When the main driver of a car falsely informs his or her insurance company that another driver is the main driver. For example, when a young driver is the main driver of a car but falsely informs his or her insurance company that a parent is the main driver.
This can reduce premiums by hundreds of pounds but can also result in claims being rejected and criminal charges.
How can I tell if I / my family is "fronting"?
Insurance for a young driver without any no-claims bonus can be very expensive (c. £3000 per annum). As a result vehicles that are in reality owned by young drivers are being registered in parents' names and insurance policies completed with a parent as the main driver.
If a parent takes out car insurance as the main driver on someone else's (their child's) behalf to reduce the premium, that is classed as fronting,
If you are unsure of exactly what your insurer would class as "fronting", i.e. how often a parent drives the car versus how often the child drives it, the speak to your insurer to clarify its individual rules.
How can my insurer catch me?
If, when a car insurance claim is made, and the insurer suspects "fronting" may be involved, it will launch an investigation into the case, i.e. to find out who exactly is the main driver of the car.
For example, if an accident occurred at university hall of residence, this may cause the insurer to suspect fronting.
What will my insurer do if I am caught?
Those caught 'fronting', can be charged the correct premium as a lump sum, or could have their policy cancelled altogether.

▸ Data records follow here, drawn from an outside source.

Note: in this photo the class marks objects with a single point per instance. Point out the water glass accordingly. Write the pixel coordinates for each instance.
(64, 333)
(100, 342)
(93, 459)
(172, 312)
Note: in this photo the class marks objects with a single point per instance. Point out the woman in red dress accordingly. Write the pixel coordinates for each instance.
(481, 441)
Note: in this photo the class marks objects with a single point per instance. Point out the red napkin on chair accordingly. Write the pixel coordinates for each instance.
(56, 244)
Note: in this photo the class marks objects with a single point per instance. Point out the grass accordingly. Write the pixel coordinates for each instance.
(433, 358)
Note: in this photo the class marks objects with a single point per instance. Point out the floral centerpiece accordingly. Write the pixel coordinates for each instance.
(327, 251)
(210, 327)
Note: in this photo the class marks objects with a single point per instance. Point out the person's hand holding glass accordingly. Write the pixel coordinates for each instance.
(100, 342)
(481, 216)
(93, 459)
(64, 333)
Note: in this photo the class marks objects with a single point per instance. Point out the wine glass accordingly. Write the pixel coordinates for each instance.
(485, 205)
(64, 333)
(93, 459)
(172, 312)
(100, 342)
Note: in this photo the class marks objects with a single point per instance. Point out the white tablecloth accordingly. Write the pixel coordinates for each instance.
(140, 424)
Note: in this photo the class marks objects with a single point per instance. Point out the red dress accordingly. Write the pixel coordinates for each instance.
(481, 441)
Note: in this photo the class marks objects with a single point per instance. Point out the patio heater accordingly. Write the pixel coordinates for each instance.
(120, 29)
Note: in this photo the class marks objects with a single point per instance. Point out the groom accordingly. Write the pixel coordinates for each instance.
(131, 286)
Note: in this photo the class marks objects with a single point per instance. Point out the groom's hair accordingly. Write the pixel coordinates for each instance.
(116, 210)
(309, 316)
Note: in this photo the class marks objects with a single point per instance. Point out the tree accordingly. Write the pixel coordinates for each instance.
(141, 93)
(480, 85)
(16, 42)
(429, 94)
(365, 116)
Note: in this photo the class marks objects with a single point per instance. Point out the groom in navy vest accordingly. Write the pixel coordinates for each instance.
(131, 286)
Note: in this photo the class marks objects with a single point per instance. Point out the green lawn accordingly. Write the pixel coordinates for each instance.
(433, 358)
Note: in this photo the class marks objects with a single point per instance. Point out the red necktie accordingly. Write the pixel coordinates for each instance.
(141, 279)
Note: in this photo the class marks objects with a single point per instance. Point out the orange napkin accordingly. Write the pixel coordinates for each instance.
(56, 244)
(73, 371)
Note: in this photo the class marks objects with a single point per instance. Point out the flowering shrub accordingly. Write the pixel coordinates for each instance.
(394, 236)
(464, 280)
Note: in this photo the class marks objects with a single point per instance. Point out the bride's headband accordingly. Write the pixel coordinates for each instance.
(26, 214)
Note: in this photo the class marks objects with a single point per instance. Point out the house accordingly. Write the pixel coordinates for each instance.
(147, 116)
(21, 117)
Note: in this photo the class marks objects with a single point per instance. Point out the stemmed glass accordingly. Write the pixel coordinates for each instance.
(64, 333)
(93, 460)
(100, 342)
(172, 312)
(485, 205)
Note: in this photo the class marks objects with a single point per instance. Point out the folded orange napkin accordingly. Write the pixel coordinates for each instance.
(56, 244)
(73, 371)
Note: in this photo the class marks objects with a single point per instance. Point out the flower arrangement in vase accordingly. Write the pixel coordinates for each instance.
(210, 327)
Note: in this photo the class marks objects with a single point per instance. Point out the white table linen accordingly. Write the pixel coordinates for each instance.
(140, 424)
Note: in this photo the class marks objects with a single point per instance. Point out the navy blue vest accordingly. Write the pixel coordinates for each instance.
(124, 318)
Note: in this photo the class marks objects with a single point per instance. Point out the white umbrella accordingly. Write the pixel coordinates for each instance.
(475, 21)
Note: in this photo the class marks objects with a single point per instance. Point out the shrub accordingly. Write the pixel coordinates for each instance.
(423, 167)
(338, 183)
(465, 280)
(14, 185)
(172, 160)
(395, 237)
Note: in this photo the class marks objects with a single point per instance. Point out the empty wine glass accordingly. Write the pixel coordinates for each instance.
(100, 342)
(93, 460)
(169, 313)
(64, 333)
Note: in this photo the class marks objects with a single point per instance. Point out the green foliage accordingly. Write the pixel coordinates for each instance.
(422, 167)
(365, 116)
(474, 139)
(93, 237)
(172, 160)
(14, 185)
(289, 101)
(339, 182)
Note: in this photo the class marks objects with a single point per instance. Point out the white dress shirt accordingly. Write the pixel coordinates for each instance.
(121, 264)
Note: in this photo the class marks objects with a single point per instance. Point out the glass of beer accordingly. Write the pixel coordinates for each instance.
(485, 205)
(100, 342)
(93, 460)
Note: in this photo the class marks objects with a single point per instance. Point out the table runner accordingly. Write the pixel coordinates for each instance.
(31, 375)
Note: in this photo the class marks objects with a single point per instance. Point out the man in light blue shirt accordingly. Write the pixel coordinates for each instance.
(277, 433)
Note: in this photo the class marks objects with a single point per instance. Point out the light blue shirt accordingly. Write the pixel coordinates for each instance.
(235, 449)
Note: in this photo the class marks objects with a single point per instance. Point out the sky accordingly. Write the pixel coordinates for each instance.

Cancellation, which has to be declared on future policies, also raises the price of future car insurance as many prospective insurers will refuse cover.
Insurers can refuse to pay-out for any claims or can settle a third-party claim and recover the cost from the parent if caught out.
Furthermore, if the insurer declines a claim, the young driver could be seen to be driving without insurance - amounting to fraud. This could lead to high fines and six penalty points (an automatic ban for new drivers).